Tutta la storia della salvezza (l'opera dei discepoli e il cammino della chiesa che celebra il mistero di Cristo) è ricapitolata in Lui e definitivamente realizzata dalla presenza e dalla benedizione del Cristo Pantocràtor che, da sempre è l'immagine del Cristo creatore e redentore. Tale ricapitolazione è raffigurata con dei tratti mosaicali che rappresentano il collegamento tra le scene sopracitate dell'Antico e del Nuovo Testamento, ma anche tutto il creato, fino a formare le linee di un grande calice che racchiude il Cristo benedicente.

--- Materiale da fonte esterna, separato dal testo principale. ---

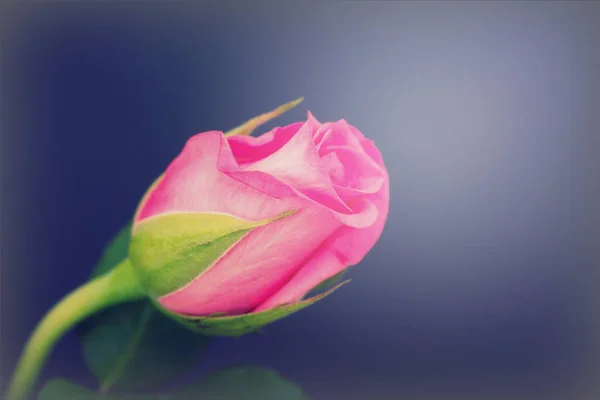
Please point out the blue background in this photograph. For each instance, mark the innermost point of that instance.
(486, 114)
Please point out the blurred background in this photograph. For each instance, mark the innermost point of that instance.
(486, 113)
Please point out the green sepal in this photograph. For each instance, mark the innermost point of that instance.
(238, 325)
(170, 250)
(134, 346)
(249, 126)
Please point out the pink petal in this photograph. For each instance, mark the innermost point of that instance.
(347, 246)
(249, 149)
(298, 165)
(256, 267)
(202, 179)
(323, 266)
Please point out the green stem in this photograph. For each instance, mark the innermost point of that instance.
(117, 286)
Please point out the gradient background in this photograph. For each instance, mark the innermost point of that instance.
(487, 114)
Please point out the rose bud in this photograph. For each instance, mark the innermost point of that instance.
(239, 229)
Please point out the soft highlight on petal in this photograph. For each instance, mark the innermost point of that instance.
(257, 267)
(199, 180)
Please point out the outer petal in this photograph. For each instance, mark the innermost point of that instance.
(200, 180)
(249, 149)
(256, 267)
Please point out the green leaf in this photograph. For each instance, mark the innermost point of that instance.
(170, 250)
(249, 126)
(237, 325)
(134, 346)
(239, 383)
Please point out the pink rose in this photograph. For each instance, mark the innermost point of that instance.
(329, 175)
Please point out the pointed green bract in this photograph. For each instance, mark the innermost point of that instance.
(134, 346)
(249, 126)
(170, 250)
(237, 325)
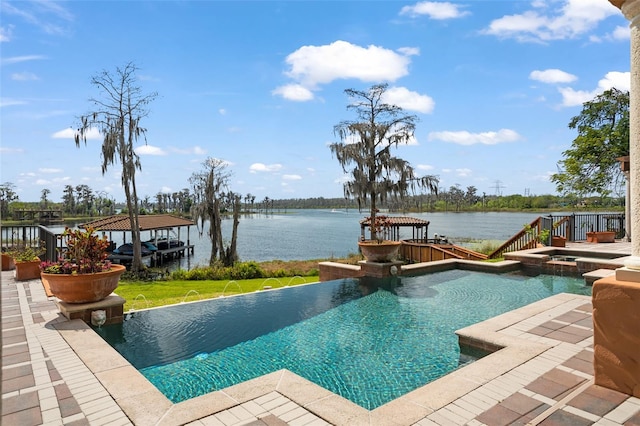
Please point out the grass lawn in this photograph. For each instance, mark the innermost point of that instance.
(161, 293)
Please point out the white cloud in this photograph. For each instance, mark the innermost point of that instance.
(70, 133)
(434, 10)
(24, 76)
(49, 170)
(293, 92)
(260, 167)
(409, 100)
(5, 34)
(149, 150)
(552, 76)
(196, 150)
(619, 80)
(409, 51)
(25, 58)
(621, 33)
(5, 150)
(550, 22)
(4, 102)
(312, 66)
(463, 172)
(467, 138)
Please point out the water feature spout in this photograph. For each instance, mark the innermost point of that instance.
(227, 285)
(267, 287)
(293, 278)
(135, 299)
(188, 293)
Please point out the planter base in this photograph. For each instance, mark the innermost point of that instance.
(601, 237)
(84, 288)
(113, 306)
(379, 269)
(27, 270)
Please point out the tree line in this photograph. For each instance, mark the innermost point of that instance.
(588, 176)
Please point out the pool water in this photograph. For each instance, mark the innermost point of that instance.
(369, 341)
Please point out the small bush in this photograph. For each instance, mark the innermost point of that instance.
(246, 270)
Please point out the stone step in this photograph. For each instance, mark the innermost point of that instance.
(590, 277)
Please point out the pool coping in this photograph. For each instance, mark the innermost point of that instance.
(144, 404)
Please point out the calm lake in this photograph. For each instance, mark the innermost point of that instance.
(322, 234)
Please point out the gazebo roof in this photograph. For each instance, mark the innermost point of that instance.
(146, 222)
(400, 221)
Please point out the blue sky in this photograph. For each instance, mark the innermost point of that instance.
(260, 84)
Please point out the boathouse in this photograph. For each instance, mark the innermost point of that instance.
(160, 228)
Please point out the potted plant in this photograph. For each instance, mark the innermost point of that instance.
(380, 249)
(540, 236)
(364, 151)
(82, 273)
(7, 262)
(25, 258)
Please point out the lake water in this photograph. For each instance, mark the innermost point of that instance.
(322, 234)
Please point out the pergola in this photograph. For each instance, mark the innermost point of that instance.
(420, 227)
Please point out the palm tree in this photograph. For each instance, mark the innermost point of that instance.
(364, 150)
(118, 115)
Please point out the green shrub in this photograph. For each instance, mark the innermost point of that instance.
(245, 271)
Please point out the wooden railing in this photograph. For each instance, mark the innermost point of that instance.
(523, 240)
(33, 236)
(417, 251)
(571, 227)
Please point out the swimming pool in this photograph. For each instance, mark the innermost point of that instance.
(367, 343)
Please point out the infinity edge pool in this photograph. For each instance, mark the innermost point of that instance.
(144, 404)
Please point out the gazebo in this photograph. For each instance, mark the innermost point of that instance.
(419, 226)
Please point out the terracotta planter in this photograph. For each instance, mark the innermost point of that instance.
(557, 241)
(7, 263)
(601, 237)
(84, 288)
(374, 251)
(27, 270)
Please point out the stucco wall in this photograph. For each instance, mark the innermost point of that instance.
(616, 334)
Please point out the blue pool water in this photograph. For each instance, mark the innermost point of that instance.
(369, 341)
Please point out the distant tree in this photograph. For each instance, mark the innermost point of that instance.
(68, 199)
(44, 201)
(590, 165)
(118, 115)
(364, 150)
(7, 195)
(210, 199)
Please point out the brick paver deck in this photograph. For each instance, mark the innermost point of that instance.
(44, 381)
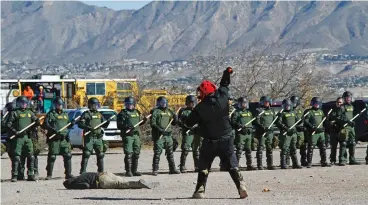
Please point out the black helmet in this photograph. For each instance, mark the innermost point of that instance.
(287, 104)
(22, 102)
(243, 103)
(58, 103)
(10, 106)
(316, 102)
(128, 101)
(348, 97)
(93, 103)
(265, 99)
(295, 100)
(189, 99)
(162, 102)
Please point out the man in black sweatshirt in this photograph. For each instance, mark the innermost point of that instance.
(105, 180)
(212, 116)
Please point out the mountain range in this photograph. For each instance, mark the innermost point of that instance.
(73, 32)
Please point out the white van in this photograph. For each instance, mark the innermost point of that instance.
(111, 133)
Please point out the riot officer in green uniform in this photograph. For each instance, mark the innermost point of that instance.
(264, 133)
(288, 136)
(240, 121)
(6, 111)
(190, 137)
(93, 140)
(301, 142)
(22, 145)
(347, 133)
(162, 138)
(126, 120)
(335, 128)
(314, 134)
(56, 119)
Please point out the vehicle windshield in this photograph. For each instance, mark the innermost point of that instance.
(108, 114)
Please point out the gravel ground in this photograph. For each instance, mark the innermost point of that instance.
(335, 185)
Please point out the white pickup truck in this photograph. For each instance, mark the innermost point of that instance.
(111, 133)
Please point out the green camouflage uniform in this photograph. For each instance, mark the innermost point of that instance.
(311, 122)
(60, 143)
(22, 145)
(335, 129)
(93, 141)
(190, 140)
(263, 122)
(159, 121)
(288, 140)
(131, 141)
(243, 137)
(346, 136)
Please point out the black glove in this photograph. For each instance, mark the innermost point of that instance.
(352, 124)
(166, 133)
(290, 132)
(300, 128)
(320, 129)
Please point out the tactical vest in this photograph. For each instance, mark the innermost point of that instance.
(244, 116)
(131, 118)
(59, 121)
(24, 118)
(267, 117)
(288, 118)
(349, 109)
(315, 117)
(95, 118)
(164, 118)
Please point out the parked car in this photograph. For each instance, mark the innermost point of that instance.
(111, 133)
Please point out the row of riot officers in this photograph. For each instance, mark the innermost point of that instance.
(298, 129)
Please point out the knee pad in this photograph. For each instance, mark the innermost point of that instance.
(100, 156)
(16, 158)
(86, 154)
(204, 172)
(67, 156)
(52, 157)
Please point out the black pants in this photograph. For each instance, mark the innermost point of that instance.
(223, 148)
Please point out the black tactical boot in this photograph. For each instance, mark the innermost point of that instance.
(200, 190)
(100, 163)
(170, 159)
(135, 165)
(128, 165)
(283, 161)
(68, 165)
(30, 168)
(270, 162)
(84, 164)
(15, 165)
(183, 158)
(294, 159)
(196, 160)
(36, 167)
(239, 182)
(248, 157)
(352, 160)
(287, 160)
(50, 166)
(259, 160)
(303, 155)
(310, 156)
(155, 164)
(324, 156)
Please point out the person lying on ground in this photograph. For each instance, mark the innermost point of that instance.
(105, 180)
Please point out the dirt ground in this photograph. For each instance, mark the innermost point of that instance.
(317, 185)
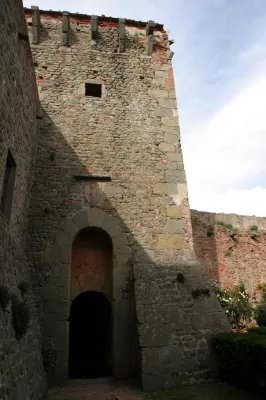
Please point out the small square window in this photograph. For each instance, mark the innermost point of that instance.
(8, 186)
(93, 89)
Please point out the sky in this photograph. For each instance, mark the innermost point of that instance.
(220, 77)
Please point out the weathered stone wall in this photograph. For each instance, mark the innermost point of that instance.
(21, 370)
(130, 134)
(231, 255)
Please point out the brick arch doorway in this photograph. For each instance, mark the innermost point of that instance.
(90, 335)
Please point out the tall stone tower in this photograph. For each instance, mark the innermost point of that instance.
(110, 231)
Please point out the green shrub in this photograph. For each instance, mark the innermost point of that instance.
(229, 226)
(260, 314)
(236, 304)
(242, 359)
(258, 330)
(220, 223)
(4, 297)
(49, 357)
(20, 317)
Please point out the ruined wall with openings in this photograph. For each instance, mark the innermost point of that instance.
(129, 140)
(21, 369)
(231, 252)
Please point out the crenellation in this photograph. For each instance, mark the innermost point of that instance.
(36, 24)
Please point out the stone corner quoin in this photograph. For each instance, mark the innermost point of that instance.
(103, 169)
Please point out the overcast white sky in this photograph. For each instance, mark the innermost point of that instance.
(220, 76)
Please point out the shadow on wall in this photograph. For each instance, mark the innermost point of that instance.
(173, 324)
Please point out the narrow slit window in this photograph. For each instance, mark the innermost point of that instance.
(93, 89)
(8, 186)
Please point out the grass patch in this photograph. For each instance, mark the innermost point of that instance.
(205, 391)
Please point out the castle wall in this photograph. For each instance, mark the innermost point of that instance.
(228, 258)
(21, 371)
(131, 136)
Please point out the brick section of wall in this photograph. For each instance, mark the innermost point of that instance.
(91, 265)
(21, 372)
(228, 259)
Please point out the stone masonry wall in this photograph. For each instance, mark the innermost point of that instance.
(130, 134)
(21, 370)
(231, 255)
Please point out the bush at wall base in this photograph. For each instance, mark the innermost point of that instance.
(242, 359)
(260, 314)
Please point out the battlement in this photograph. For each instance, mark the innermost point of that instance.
(149, 37)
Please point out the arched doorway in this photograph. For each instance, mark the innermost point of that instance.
(90, 336)
(90, 313)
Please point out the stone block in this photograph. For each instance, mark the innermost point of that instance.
(171, 242)
(165, 188)
(75, 288)
(172, 94)
(80, 219)
(189, 364)
(169, 121)
(95, 217)
(60, 307)
(170, 129)
(166, 147)
(64, 238)
(60, 254)
(159, 74)
(140, 314)
(172, 165)
(175, 226)
(164, 112)
(177, 156)
(200, 320)
(153, 335)
(60, 373)
(171, 138)
(147, 292)
(175, 176)
(163, 313)
(174, 212)
(157, 93)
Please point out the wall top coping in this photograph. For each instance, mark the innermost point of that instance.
(85, 18)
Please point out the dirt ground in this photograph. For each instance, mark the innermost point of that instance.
(109, 390)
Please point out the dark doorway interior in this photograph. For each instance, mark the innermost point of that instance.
(90, 336)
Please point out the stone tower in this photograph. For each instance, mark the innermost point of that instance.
(110, 231)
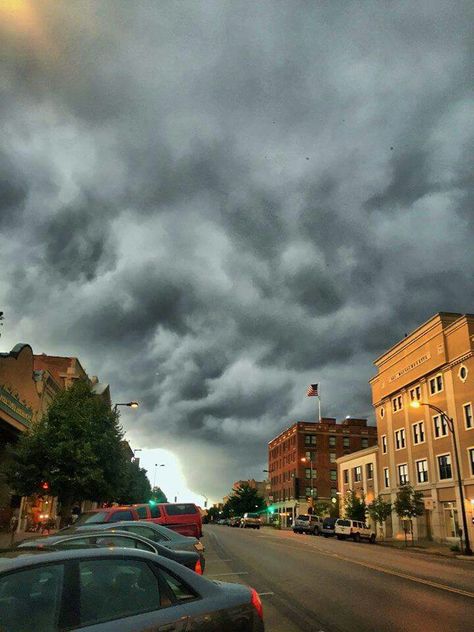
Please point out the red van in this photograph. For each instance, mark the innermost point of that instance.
(185, 518)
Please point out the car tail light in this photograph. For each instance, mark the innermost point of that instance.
(256, 602)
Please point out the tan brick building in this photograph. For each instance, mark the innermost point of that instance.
(320, 444)
(433, 365)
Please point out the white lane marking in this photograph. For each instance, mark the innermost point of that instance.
(227, 574)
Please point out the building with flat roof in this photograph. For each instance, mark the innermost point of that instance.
(302, 461)
(433, 366)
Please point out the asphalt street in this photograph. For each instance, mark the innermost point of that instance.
(317, 584)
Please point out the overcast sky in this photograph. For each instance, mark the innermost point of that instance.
(213, 204)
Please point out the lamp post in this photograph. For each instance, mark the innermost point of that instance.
(132, 404)
(305, 460)
(450, 424)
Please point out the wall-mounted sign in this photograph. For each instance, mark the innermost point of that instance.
(13, 407)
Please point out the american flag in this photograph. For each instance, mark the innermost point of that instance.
(313, 391)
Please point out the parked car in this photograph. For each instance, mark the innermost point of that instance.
(306, 523)
(155, 532)
(354, 529)
(185, 518)
(113, 537)
(328, 527)
(122, 590)
(250, 521)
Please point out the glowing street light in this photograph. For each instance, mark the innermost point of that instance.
(450, 424)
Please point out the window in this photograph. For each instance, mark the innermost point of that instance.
(142, 512)
(422, 471)
(467, 408)
(444, 465)
(397, 403)
(400, 439)
(181, 591)
(34, 593)
(129, 587)
(418, 432)
(440, 426)
(117, 516)
(436, 384)
(471, 460)
(403, 474)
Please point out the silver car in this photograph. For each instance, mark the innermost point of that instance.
(117, 590)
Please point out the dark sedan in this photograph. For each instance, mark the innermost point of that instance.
(190, 559)
(117, 590)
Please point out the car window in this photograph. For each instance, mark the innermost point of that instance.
(111, 589)
(180, 590)
(116, 540)
(142, 512)
(181, 509)
(121, 515)
(34, 592)
(155, 511)
(146, 532)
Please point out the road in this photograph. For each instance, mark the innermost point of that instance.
(317, 584)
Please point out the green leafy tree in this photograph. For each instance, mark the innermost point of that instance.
(355, 506)
(244, 499)
(75, 448)
(158, 495)
(408, 505)
(379, 510)
(134, 484)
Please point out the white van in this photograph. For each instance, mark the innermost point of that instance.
(346, 528)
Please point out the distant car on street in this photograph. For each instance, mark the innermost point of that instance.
(328, 528)
(354, 529)
(306, 523)
(155, 532)
(250, 521)
(116, 538)
(119, 590)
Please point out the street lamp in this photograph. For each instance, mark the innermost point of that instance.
(305, 460)
(132, 404)
(450, 424)
(154, 472)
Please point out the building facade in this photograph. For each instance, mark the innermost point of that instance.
(302, 462)
(433, 366)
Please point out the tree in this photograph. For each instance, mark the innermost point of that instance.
(134, 485)
(75, 449)
(355, 506)
(158, 495)
(244, 499)
(379, 510)
(408, 505)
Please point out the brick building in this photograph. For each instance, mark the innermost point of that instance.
(302, 461)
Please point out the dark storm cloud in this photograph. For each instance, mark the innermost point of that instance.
(213, 204)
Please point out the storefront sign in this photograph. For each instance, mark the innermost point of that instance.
(13, 407)
(410, 367)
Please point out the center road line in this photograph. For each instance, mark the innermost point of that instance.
(380, 569)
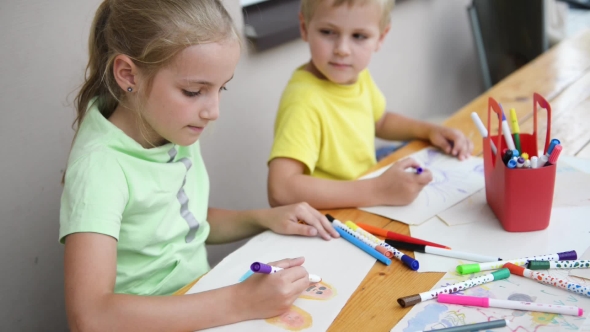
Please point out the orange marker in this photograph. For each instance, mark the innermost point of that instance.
(384, 251)
(396, 236)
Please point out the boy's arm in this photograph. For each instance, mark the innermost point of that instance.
(287, 183)
(396, 127)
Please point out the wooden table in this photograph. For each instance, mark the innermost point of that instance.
(562, 76)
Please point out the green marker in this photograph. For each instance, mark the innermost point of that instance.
(546, 265)
(473, 268)
(515, 129)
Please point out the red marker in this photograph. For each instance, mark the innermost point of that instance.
(397, 237)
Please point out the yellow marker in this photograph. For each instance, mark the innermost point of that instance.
(515, 129)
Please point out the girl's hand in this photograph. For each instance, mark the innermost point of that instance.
(396, 186)
(298, 219)
(270, 295)
(451, 141)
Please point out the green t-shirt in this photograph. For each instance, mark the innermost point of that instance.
(153, 201)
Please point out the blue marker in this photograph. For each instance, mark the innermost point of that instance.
(552, 145)
(511, 163)
(366, 248)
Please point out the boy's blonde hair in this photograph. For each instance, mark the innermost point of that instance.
(151, 33)
(308, 8)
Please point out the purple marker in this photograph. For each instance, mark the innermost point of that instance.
(258, 267)
(511, 163)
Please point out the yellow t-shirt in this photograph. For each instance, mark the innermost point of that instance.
(328, 127)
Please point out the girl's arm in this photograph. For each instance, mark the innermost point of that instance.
(229, 226)
(90, 273)
(287, 183)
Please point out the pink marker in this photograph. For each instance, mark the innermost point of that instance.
(508, 304)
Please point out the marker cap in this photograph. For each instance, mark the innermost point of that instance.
(501, 274)
(552, 145)
(538, 265)
(515, 269)
(555, 154)
(261, 267)
(468, 268)
(410, 262)
(567, 255)
(511, 163)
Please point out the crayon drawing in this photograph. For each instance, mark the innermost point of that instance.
(295, 319)
(320, 303)
(453, 181)
(321, 291)
(431, 315)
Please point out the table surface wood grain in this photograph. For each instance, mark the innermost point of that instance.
(562, 76)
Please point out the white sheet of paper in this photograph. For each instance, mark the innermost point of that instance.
(472, 209)
(453, 181)
(582, 273)
(431, 315)
(340, 264)
(571, 189)
(568, 229)
(581, 164)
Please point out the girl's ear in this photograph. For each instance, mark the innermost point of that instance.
(382, 36)
(302, 27)
(125, 72)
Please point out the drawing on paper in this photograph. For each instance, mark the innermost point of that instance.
(453, 181)
(295, 319)
(431, 315)
(320, 291)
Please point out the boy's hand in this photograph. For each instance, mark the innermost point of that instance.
(298, 219)
(270, 295)
(451, 141)
(396, 186)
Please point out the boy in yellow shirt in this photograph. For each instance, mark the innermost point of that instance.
(331, 111)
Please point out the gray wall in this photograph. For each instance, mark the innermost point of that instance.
(427, 69)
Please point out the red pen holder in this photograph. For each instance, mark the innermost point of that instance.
(520, 198)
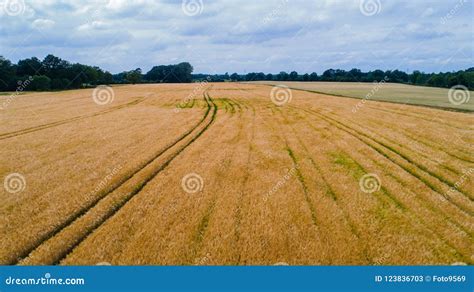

Da sempre nell'architettura sacra l'abside rappresenta il grembo del Padre e l'altare è Cristo, che è nel seno del Padre. Ecco perchè l'abside e l'altare rappresentano il punto di convergenza di tutta l'aula liturgica: tutti guardano a Lui. L'unità tra il Cristo Pantocràtor e l'altare dice anche questo guardare a Lui: tutti, nella liturgia, siamo suoi commensali, partecipi in pienezza della sua benedizione che ci ricapitola in Lui. Lo sappiamo bene, in ogni eucarestia avviene una "doppia transustanziazione": del pane nel Corpo di Cristo, e di noi in Lui. Nella celebrazione della Santa Messa noi ci cibiamo del suo Corpo e noi siamo costituiti Suo Corpo nella piena comunione con Lui e tra di noi.
Non possiamo far altro che ringraziare il p. Marko per questo capolavoro d'arte sacra che ha riempito di significato lo spazio della preghiera dei frati del Collegio, rendendolo anch'esso uno spazio formativo: nella liturgia avviene la nostra formazione più vera, e anche l'arte ci aiuta in questo crescere nella comunione-liberazione in Cristo Salvatore, del quale siamo chiamati a portare testimonianza in ogni continente.